Why we should all have a basic income
Image: Vitaly
Scott Santens
Consider for a moment that from this day forward, on the first day of every month, around $1,000 is deposited into your bank account —
because you are a citizen. This income is independent of every other source of income and guarantees you a monthly starting salary above
the poverty line for the rest of your life.
What do you do? Possibly of more importance, what
don’t you do? How does this firm foundation of economic security and
positive freedom affect your present and future decisions, from the work you choose to the relationships you maintain, to the risks you take?
The idea is called
unconditional or universal basic income, or UBI. It’s like social security for all, and it’s taking root within minds around the world and across the entire political spectrum, for
a multitude of converging reasons. Rising inequality, decades of stagnant wages,
the transformation of lifelong careers into sub-hourly tasks, exponentially advancing technology like robots and
deep neural networks increasingly capable of replacing potentially half of all human labour, world-changing events like Brexit and the election of Donald Trump — all of these and more are pointing to the need to start permanently guaranteeing everyone at least
some income.
A promise of equal opportunity
“Basic income” would be an amount sufficient to secure basic needs as a permanent earnings floor no one could fall beneath, and would replace many of today’s temporary benefits, which are given only in case of emergency, and/or only to those who successfully pass the applied qualification tests. UBI would be a promise of equal opportunity, not equal outcome, a new starting line set above the poverty line.
It may surprise you to learn that
a partial UBI has already existed in Alaska since 1982, and that a version of basic income was experimentally tested
in the United States in the 1970s. The same is true in Canada, where the town of
Dauphin managed to eliminate poverty for five years. Full UBI experiments have been done more recently in places such as
Namibia,
Indiaand
Brazil. Other countries are following suit:
Finland, the Netherlands and Canada are carrying out government-funded experiments to compare against existing programmes. Organizations like
Y Combinator and
GiveDirectly have launched privately funded experiments in the US and East Africa respectively.
I know what you’re thinking. It’s the same thing most people think when they’re new to the idea.
Giving money to everyone for doing nothing? That sounds both incredibly expensive and a great way to encourage people to do nothing. Well, it may sound counter-intuitive, but the exact opposite is true on both accounts. What’s incredibly expensive is not having basic income, and what really motivates people to work is, on one hand,
not taking money away from them for working, and on the other hand, not actually about money at all.
Basic income in numbers
What tends to go unrealized about the idea of basic income, and this is true even of many economists — but not all — is that it represents a
net transfer. In the same way it does not cost $20 to give someone $20 in exchange for $10, it does not cost $3 trillion to give every adult citizen $12,000 and every child $4,000, when every household will be paying varying amounts of taxes in exchange for their UBI.
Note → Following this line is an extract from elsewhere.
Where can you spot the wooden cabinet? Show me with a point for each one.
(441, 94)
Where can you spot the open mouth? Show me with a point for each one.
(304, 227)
Instead it will cost around 30% of that, or about $900 billion, and that’s
before the full or partial consolidation of other programmes and tax credits immediately made redundant by the new transfer. In other words, for someone whose taxes go up $4,000 to pay for $12,000 in UBI, the cost to give that person UBI is $8,000, not $12,000, and it’s coming from someone else whose taxes went up $20,000 to pay for their own $12,000. However, even that’s not entirely accurate, because the consolidation of the safety net and tax code UBI allows could drive the total price even lower.
Now, this idea of replacing existing programmes can scare some just as it appeals to others, but the choice is not all or nothing: partial consolidation is possible. As an example of partial consolidation, because most seniors already effectively have a basic income through social security, they could either choose between the two, or a percentage of their social security could be converted into basic income. Either way, no senior would earn a penny less than now in total, and yet the UBI price tag could be reduced by about $220 billion. Meanwhile, just a few examples of existing revenue that could and arguably should be fully consolidated into UBI would likely be food and nutrition assistance
($108 billion), wage subsidies ($72 billion), child tax credits ($56 billion), temporary assistance for needy families
($17 billion), and the home mortgage interest deduction (which mostly benefits the wealthy anyway, at a cost of at least
$70 billion per year). That’s $543 billion spent on UBI instead of all the above, which represents only a fraction of
the full list, none of which need be healthcare or education.